JDared Alvalade, the man who created Sporting Clube de Portugal in the early 1900s, originally intended to study medicine, only to drop out of his Harvard degree because he couldn’t stand the sight of blood. After spending two years as club president, he stormed into a row with his fellow managers, tragically dying of the Spanish flu aged 33. And perhaps the finest thing that can be said about Sporting’s performance against Manchester City on Tuesday night was that it was a more than fitting tribute to his legacy.
Disgusting, vindictive and over far too soon: Sporting’s big night, their first Champions League knockout game since 2009, imploded in a bouquet of boos and a haze of grassroots inconsistency. City didn’t just put the tie to bed: they embalmed her, sealed her in a lead coffin, bound her in chains and deposited her somewhere off the North Atlantic coast .

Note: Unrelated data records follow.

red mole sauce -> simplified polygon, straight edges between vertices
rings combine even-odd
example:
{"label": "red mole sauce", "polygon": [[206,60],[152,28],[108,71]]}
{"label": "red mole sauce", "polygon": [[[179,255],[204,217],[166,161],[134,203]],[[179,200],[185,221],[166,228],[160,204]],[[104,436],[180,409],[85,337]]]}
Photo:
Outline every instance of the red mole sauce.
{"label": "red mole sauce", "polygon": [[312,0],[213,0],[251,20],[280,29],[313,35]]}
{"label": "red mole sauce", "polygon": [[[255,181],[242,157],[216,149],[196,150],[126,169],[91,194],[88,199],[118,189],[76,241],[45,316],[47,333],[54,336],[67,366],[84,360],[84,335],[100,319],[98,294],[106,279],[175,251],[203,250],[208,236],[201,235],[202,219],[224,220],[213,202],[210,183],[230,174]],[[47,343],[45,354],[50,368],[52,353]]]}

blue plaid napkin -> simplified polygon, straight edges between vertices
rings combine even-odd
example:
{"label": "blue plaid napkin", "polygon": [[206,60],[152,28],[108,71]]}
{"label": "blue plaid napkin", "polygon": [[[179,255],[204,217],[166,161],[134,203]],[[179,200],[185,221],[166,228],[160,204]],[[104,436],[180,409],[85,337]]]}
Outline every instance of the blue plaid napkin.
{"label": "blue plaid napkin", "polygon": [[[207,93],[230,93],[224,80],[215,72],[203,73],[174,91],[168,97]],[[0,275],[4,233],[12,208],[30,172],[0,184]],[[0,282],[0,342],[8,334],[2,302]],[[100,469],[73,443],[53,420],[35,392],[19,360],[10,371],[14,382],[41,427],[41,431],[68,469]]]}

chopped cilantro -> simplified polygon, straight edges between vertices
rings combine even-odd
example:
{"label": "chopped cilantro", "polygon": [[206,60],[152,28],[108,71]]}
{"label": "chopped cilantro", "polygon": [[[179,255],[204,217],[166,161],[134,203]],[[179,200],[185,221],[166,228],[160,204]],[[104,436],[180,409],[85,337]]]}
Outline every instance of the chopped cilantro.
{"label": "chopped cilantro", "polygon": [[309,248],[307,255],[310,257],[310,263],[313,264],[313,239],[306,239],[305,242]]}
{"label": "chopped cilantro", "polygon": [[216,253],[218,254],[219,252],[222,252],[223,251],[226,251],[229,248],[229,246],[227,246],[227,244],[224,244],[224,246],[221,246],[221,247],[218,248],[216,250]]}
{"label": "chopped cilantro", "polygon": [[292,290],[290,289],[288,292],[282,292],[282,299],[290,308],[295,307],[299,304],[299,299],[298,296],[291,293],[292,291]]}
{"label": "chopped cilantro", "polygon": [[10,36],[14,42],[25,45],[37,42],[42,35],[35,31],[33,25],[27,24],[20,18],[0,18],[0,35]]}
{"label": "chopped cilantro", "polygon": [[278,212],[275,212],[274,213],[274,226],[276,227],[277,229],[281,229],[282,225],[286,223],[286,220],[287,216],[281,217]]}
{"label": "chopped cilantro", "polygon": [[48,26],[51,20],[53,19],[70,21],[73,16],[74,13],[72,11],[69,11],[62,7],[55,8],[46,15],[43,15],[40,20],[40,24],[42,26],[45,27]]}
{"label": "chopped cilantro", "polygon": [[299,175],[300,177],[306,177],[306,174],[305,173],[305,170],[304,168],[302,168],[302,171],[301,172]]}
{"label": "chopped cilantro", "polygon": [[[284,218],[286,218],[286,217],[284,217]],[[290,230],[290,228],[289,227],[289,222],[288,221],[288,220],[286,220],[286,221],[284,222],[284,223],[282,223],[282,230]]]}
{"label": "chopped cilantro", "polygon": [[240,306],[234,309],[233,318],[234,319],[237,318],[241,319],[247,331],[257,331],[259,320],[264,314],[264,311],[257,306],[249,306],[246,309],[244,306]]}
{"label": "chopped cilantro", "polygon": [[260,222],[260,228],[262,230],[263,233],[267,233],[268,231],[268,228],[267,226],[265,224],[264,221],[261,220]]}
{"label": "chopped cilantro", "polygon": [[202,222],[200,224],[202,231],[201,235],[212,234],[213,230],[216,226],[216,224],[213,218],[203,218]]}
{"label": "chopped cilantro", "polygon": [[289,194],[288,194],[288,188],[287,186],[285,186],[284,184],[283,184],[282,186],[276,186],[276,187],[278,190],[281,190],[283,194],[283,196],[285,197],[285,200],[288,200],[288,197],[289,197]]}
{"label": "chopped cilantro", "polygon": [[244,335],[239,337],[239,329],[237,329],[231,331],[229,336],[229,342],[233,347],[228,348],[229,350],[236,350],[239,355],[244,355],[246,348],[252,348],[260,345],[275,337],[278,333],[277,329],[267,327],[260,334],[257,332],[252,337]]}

Long before half-time, the home crowd were already receiving chants of “you’ve had your day, now go fuck yourself at home” from the small pocket of delighted City fans in the bottom corner.
They didn’t, of course. They stayed and watched until the grisly end, even rising to salute their demolished team as the minutes passed. Who knows, after all, when this stadium will be able to see a match of this magnitude again?
Manager, Rúben Amorim has done an excellent job of resurrecting this fallen giant of Portuguese football and his reward will likely be a job at an elite club this summer or next. Their dashing midfielder Pedro Gonçalves will get his shot sooner or later. It’s sort of the fate that awaits any little league club that dares to outdo itself: growth, success, acclaim, dismemberment.
Just ask Ederson, Bernardo Silva, Rúben Dias or João Cancelo: all once-teenage products of Benfica’s talent factory, now turning to the highest bidder. This may have added a bit of grayness to the game, given Benfica’s history with their Lisbon rivals. And certainly Silva seemed to take a certain liking to crushing his former opponents: two goals in the first half, another disallowed, and the rest of the evening spent in a kind of sadistic trance whose aim was to humiliate as much as possible as much as possible. opponents as possible.
But City’s iron fist was wrapped in a velvet glove. Spectacular strikes from Silva and Raheem Sterling would dominate the showpiece forfeits, but perhaps the most impressive element of City’s part was their craftiness and tactility, the way they played over time as if it were the dough in their hands. Witness Phil Foden’s short pause and feigning eyes to engage the goalkeeper before shoving the ball in for City’s third: all about four yards from goal. Or Kevin De Bruyne’s delicate ankle pivot in the build-up to City’s opening goal, deflecting the ball towards Riyad Mahrez at the very last second.
Perhaps, for all the hazy coverage from Amorim and his league-winning Sporting side ahead of the game, we should have seen this beating coming. Just take a look at the two teams lined up before kick-off. As City stood still, as if it could be any game at any stadium in any city against any opponent, Sporting could barely contain their fear. Gonçalves took a deep breath to calm his nerves. Antonio Adán’s eyes scanned the entire arena. It was new territory and it was new feelings. Amorim’s greatest quality is the intensity and fervor he manages to draw from this team. But in a swirling, evangelistic noise, it was the cool heads that were most lacking here.
Mahrez scored City’s first goal after eight minutes, with the Sporting players still appealing for offside. Silva’s second goal, a killer half-volley off the crossbar, was a freak of a freak of a freak. The third goal somehow summed up Sporting’s evening. Mahrez’s cross was allowed to go through three sets of legs – Ricardo Esgaio, Matheus Reis, Sebastián Coates – on its way to Foden, a kind of bizarre croquet in the penalty box. City’s fourth goal and Silva’s second were deflected by Gonçalo Ignácio’s full-back, which again seemed entirely appropriate.
Four to nil at half-time and yet still contractually bound to play the last 135 minutes of this draw, City naturally slowed down a bit in the second half. Sterling scored a fifth and Oleksandr Zinchenko briefly threatened a sixth and João Cancelo played much better after a mixed first half, but all the dramatic tension had long since escaped the room. It was the eighth time this season that City had scored five or more goals.
And oddly, this game told us very little that we didn’t already know about them. This is the gift and the curse of the modern City: often we have no idea how they will fare in adversity because they so rarely encounter it. All we can really say with certainty is that the road to St. Petersburg in May will be paved with much tougher challenges than that.